Why am I so down on these ever-so-popular gadgets? Let me tell you!
- They teach your dog to pull. If you have a tiny little teacup chihuahua at the end of a leash, the pulling isn’t usually a big deal. However, if you have a 75 pound lab or a 120 pound mastiff pulling at the other end of a leash, you’re going to have some pretty serious control issues there! Teaching your dog leash manners is crucial in any case, but especially when it comes to muscular breeds or large and giant breed dogs.

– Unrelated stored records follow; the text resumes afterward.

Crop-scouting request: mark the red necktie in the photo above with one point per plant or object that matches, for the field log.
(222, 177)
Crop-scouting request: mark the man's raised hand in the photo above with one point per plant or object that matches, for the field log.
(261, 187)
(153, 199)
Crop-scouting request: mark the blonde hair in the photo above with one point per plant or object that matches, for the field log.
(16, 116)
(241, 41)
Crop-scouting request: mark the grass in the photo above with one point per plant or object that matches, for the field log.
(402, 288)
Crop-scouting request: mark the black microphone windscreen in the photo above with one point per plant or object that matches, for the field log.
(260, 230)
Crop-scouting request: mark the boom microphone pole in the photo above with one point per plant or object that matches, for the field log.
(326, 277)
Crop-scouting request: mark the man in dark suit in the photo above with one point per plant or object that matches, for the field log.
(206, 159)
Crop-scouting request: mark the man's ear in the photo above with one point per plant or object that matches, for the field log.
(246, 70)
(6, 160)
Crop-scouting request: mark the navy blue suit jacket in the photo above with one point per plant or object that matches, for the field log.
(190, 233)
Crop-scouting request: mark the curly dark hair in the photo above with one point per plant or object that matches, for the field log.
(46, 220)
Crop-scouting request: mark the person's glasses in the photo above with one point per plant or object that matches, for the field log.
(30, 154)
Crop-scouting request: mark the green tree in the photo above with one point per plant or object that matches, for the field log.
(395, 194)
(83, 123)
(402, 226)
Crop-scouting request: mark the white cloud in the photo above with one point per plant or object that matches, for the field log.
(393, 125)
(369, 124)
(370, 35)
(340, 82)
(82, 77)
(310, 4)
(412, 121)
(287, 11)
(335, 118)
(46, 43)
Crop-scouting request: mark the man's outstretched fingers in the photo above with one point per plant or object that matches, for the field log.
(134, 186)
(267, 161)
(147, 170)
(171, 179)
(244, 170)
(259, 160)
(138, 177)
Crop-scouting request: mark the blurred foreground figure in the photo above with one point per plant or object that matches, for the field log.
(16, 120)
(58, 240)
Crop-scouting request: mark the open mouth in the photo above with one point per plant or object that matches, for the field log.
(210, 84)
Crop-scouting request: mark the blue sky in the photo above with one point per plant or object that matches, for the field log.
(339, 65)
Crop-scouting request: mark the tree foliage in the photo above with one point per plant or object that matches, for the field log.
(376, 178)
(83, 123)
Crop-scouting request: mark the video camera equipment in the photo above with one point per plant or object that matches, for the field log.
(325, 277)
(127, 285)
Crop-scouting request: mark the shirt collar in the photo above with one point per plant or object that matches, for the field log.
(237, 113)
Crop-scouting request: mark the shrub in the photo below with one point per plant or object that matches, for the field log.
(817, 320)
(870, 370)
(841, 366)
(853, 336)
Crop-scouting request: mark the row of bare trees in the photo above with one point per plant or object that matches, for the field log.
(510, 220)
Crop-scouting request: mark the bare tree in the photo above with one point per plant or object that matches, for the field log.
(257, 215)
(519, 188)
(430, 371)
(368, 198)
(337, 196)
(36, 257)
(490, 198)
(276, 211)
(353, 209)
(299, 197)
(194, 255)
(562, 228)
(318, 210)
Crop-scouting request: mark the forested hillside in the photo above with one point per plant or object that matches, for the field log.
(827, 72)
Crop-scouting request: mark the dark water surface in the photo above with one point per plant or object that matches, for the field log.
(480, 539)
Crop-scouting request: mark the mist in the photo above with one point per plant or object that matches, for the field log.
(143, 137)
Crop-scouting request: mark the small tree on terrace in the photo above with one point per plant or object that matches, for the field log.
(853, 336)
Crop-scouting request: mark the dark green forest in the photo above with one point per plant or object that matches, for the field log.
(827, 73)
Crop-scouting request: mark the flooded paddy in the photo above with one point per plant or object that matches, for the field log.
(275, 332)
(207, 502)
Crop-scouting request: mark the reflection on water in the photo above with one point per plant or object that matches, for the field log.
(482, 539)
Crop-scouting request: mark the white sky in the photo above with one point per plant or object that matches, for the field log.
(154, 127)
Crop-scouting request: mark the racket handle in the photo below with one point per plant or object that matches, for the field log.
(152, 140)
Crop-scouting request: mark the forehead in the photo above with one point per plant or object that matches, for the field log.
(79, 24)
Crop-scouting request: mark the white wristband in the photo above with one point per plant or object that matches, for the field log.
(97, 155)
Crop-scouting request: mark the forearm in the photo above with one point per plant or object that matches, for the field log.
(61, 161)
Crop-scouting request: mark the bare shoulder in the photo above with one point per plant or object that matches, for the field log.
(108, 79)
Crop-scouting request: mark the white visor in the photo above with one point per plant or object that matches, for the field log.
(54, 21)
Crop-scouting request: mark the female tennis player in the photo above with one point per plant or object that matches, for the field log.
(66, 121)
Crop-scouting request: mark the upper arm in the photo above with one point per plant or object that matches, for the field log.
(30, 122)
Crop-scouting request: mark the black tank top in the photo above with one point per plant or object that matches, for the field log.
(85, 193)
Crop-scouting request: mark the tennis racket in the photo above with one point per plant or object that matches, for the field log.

- The locking mechanisms are not trustworthy. As your pet pulls at the retractable leash to check out the flattened squirrel in the street while a car is approaching, are you going to trust that little plastic latch to save your dog from being struck by that oncoming vehicle? I sure wouldn’t. And for good reason. I’ve seen what happens in such a case far too often.
- The thin rope cord is dangerous to you and your dog. Imagine, if you would, the following scenario: A woman is taking her 60 pound pointer for a walk in the park when a squirrel crosses the dog’s path. The dog begins to chase the squirrel so the woman attempts to press the “lock” button, but the momentum created by the dog is able to overcome the lock! In a panic the owner reaches and grabs for the leash. BIG MISTAKE! There are cases of dog owners losing fingers in cases similar to this.
- At the vet clinic: All too often I see pet owners come into our office with a dog on a retractable leash and that dog begins to explore the entire waiting area! We see both healthy and sick patients at the office. I don’t want your healthy dog fraternizing with another waiting sick dog, or otherwise. Also, your dog’s roaming creates a snag-line to other patrons or staff members!
These are my top 4 reasons for banning retractable leashes, but I could easily come up with 20 more reasons to ditch them. Folks, if you have a dog, you need to properly leash train that dog. If the dog pulls or is too “strong” for you, please talk with your veterinary staff about head halters or no-pull harnesses.